# New microwave and backsplash help



## Joe442 (Aug 30, 2012)

I am putting a new microwave over my stove and putting up a tile backsplash. What is normal. To have a tile backsplash behind or up to the microwave?

The tile I want to get is the glass mosaic ones and each piece of glass is 1 inch by 1/2 inch. I'm afraid that I wont be able to drill for the bottom bracket for the microwave because the tiles are so small.
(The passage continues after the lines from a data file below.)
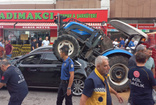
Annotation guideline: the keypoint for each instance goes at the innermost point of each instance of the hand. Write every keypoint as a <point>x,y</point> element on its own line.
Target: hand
<point>119,98</point>
<point>68,92</point>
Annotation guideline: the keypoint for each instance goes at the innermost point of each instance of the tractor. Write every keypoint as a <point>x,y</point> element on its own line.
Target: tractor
<point>87,42</point>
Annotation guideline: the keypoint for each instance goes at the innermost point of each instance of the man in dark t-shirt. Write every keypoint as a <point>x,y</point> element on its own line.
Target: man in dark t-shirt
<point>15,82</point>
<point>142,82</point>
<point>33,44</point>
<point>40,42</point>
<point>8,49</point>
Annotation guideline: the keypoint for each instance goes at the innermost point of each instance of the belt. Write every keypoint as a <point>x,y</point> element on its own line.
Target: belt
<point>64,81</point>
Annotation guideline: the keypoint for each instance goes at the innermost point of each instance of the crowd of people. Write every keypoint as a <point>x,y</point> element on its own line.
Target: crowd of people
<point>35,44</point>
<point>96,89</point>
<point>123,42</point>
<point>6,49</point>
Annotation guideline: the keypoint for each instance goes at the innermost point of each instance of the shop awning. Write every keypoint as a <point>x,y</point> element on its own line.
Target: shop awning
<point>47,25</point>
<point>7,25</point>
<point>36,26</point>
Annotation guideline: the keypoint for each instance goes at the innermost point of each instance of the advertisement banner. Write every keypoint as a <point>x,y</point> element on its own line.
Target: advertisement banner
<point>48,15</point>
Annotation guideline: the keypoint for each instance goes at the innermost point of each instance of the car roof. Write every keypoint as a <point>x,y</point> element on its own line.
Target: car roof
<point>39,48</point>
<point>126,28</point>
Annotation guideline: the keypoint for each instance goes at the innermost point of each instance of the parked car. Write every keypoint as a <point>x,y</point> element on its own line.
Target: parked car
<point>42,70</point>
<point>46,48</point>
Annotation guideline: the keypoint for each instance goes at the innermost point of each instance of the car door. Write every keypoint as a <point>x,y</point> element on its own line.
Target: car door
<point>29,66</point>
<point>50,70</point>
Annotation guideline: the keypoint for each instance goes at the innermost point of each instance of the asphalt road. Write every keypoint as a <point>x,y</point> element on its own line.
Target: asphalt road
<point>48,97</point>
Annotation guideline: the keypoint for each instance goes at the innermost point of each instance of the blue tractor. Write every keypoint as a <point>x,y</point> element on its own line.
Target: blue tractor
<point>87,43</point>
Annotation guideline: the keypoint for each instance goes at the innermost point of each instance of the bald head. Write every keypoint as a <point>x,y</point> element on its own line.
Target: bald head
<point>102,65</point>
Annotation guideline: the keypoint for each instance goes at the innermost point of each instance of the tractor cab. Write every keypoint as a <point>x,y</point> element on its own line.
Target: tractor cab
<point>133,34</point>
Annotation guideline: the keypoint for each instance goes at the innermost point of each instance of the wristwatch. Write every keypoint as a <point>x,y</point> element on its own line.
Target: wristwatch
<point>68,87</point>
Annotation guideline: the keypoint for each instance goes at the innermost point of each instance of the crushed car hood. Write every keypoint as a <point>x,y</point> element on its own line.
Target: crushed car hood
<point>126,28</point>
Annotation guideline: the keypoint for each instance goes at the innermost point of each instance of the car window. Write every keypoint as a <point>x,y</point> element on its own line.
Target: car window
<point>32,59</point>
<point>50,58</point>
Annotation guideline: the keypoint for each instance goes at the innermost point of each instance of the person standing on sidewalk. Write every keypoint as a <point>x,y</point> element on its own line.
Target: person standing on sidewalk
<point>8,48</point>
<point>45,42</point>
<point>67,77</point>
<point>2,52</point>
<point>150,61</point>
<point>15,82</point>
<point>142,82</point>
<point>96,90</point>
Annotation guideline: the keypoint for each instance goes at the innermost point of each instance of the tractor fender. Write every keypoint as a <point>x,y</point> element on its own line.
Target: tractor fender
<point>116,51</point>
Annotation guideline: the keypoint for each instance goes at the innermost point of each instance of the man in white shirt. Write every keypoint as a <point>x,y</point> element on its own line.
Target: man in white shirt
<point>45,42</point>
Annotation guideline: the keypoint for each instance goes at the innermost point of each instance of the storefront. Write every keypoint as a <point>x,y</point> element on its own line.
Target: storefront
<point>145,27</point>
<point>20,26</point>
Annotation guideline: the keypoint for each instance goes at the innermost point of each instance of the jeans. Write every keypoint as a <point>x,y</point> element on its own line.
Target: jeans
<point>62,93</point>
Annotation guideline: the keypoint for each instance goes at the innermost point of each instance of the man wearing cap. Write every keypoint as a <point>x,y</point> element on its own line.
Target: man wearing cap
<point>96,90</point>
<point>142,82</point>
<point>67,77</point>
<point>33,44</point>
<point>15,82</point>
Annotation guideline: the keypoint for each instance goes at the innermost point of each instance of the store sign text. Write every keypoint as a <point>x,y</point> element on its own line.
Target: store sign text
<point>27,16</point>
<point>35,27</point>
<point>48,15</point>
If it is more normal to have the backsplash go up behind the mw. I will look into getting bigger tiles. 

Thanks for any info.


----------



## hardwareman (Oct 9, 2010)

best to hang the micro on the wall then tile up to the bottom


----------



## hammerlane (Oct 6, 2011)

hardwareman said:


> best to hang the micro on the wall then tile up to the bottom


 
If you go this route have xtra tile sheets on hand for when you need to replace microwave. The sizes may be different for old vs new


----------



## Joe442 (Aug 30, 2012)

Thanks 

MW went up and ready to do backsplash.


----------



## shadytrake (Jul 8, 2012)

We did what hardwareman told you. Plus it makes it easier to mark the stud lines on the wall instead of the tile... We haven't quite finished our backsplash yet, but you can see what I mean about the stud lines from my project link. It is either on the last or 2nd to last page.


----------